JEFFERSON CITY – A state appeals court ruled in favor of a controversial wind electricity project Tuesday, putting the Grain Belt Express transmission line another step closer to construction.
The project, which has been tied up in legal and legislative challenges for years, will carry wind-generated power from Kansas to Indiana on a 780-mile-long transmission line that includes eight northern Missouri counties.
A group of landowners challenged a June 2019 ruling by the state’s Public Service Commission allowing Chicago-based Invenergy to acquire the line from Grain Belt.
The PSC’s decision to approve the sale was a necessary step for Invenergy to buy the rights to construct the proposed line.
Attorneys for the Eastern Missouri Landowners Alliance, also known as Show Me Concerned Landowners, argued that regulators did not have jurisdiction to approve the sale. They say the state should not allow a private company to use eminent domain proceedings to acquire land for the towers that will hold the line.
The Missouri Court of Appeals Western District disagreed, saying the PSC decision was correct because the project will deliver energy to Missouri wholesale customers, who will provide that energy to their retail customers.
“The commission found that, Grain Belt will not selectively sell to particular retail customers, but the electricity it transmits will serve the general public,” the court noted. “We find that the commission had the statutory authority to approve the sale of Grain Belt to Invenergy.”
Invenergy spokeswoman Beth Conley said the decision was good for Missouri’s economy.
“This $500 million private investment and the 1,500 construction jobs the Grain Belt Express will create are more important now than ever as Missouri emerges from the current economic crisis,” Conley said.
The decision is the second blow to the landowners in recent months.
In May, the Missouri Legislature failed to approve a law that would have prevented the company from using eminent domain to build the high-voltage line.
The measure moved out of the House, but was blocked in the Senate for the second year.
In addition to carrying power from Kansas to Indiana, the project also will include a 500-megawatt converter station that will supply electricity to at least 350,000 Missourians at a projected savings of $12.8 million per year based on contracts already reached with municipal utilities around the state.
The company has said that its structures will take up less than a total of 10 acres of land throughout Missouri, not including land underneath transmission wires.
“Land in the easement can maintain its existing use, and landowners will be compensated fairly for the easement and any damages,” the company said in literature distributed to lawmakers.
According to Invenergy, landowners along the route recently received a letter sharing the latest developments as well as a map showing the project route for each parcel.

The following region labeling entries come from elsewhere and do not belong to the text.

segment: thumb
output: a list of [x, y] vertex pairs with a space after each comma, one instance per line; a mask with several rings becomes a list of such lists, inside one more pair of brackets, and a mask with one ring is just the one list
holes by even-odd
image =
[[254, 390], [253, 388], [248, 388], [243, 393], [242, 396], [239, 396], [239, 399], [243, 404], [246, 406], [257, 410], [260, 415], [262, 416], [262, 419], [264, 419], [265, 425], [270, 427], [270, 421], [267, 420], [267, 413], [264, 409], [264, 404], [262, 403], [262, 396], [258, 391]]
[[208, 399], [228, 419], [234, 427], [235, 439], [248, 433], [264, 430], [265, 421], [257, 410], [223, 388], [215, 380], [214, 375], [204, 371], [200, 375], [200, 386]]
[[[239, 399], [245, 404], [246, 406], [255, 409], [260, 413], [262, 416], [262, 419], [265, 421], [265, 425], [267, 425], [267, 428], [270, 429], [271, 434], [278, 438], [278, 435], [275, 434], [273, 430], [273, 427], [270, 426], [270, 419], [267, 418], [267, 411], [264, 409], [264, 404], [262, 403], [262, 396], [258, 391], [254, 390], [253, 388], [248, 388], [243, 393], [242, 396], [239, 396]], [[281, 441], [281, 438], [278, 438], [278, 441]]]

“With an easement agreement, the landowner retains use and full ownership of the property and will be compensated at 110% fair market value of the land in the easement area,” the company said. “Landowners will also be compensated $18,000 for each structure built on their land and at their option may take the payment in a lump sum at construction or in annual payments.”
In its ruling, the court said the project will primarily use a pole design which has a smaller footprint than traditional alternating current transmission lines.